Ahora las evocamos al pensar en el futuro, en estos tiempos de incertidumbre universal. Si ellas (no los heraldos de la muerte) estuvieran comandando la batalla nacional contra la pandemia, ya habríamos tenido la esperanza de triunfar

Manuela Barahona era mejor conocida en el barrio como “La Zapatera”, por el oficio del marido. Activa, infatigable, enardecía al vecindario para oponerse al peligro liberal.

- ¡Dios y Patria! -era el grito que resonaba por toda la ciudad a finales del siglo XIX.

Cierta mañana, las personas en capacidad de empuñar un arma habían iniciado la marcha para batirse contra el enemigo. Manuela se sorprendió de verle en casa al marido, jugando con la guagua, y le regañó por no haberse sumado a la expedición. Vacilante, el hombre esgrimió mil pretextos que no bastaron para ocultar el miedo a improvisarse de recluta, él que nunca había lidiado más que con ella y no había manejado otras armas que la lezna y el martillo.

-No, hija -dijo-, no valgo para esas cosas.

-Entonces quédate con la guagua -respondió ella-. ¡Me voy yo!

Dicho y hecho. Salió en busca de un arma y, provista de municiones, corrió en pos de los cruzados que ya doblaban el puente. Después de un instante de indecisión, cuando ella se empequeñecía a lo lejos, el marido se dejó ganar por el remordimiento; se ajustó el sombrero hacia la nunca, como buen zapatero, y voló por ella.

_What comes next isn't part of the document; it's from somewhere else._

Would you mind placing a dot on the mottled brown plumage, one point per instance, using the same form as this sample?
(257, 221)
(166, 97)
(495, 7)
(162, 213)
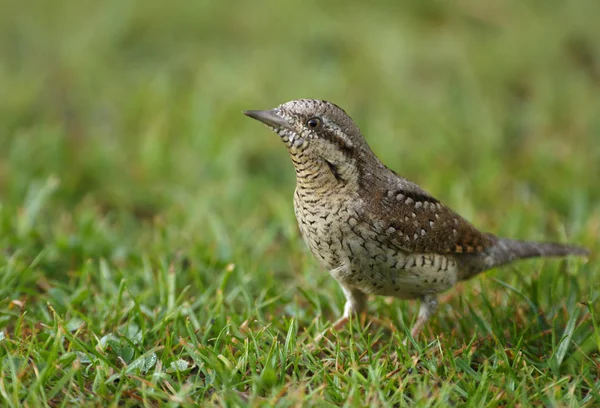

Al poco rato, consiguió alcanzarla; pero ella, incorporada a la columna de expedicionarios, saltaba dando mueras a los herejes. Mucho trabajo le costó al marido persuadirla de que le entregue el arma y retorne al hogar; solo acabó de convencerla aduciendo que la guagua había quedado botada. El siguiente día, por la tarde, innumerables víctimas eran traídas del escenario bélico. La Zapatera sintió una corazonada, salió al encuentro y se abrió paso averiguando por el marido. Apenas lo hubo hallado entre unas zarzas, lo abrazó tiernamente, le vendó las heridas y volvió con él a casa, orgullosa del trofeo que llevaba apoyado en sus hombros.

En otro episodio, las tropas liberales daban bala desde su cuartel, en el antiguo Seminario, y el grueso del ejército amenazaba con tomar la ciudad y sofocar la rebelión conservadora. Reunidas en pequeños pelotones, las mujeres animaban a los combatientes de la resistencia con bebidas reconfortantes o con jarras de agua de ají y vitriolo para enceguecer al enemigo. Patrullas femeninas vigilaban por San Sebastián, por San Blas, intimidando a quien intentara dar vivas al caudillo liberal; aun así, no faltaron osados que lo hicieron y terminaron clavados en el suelo a botellazos.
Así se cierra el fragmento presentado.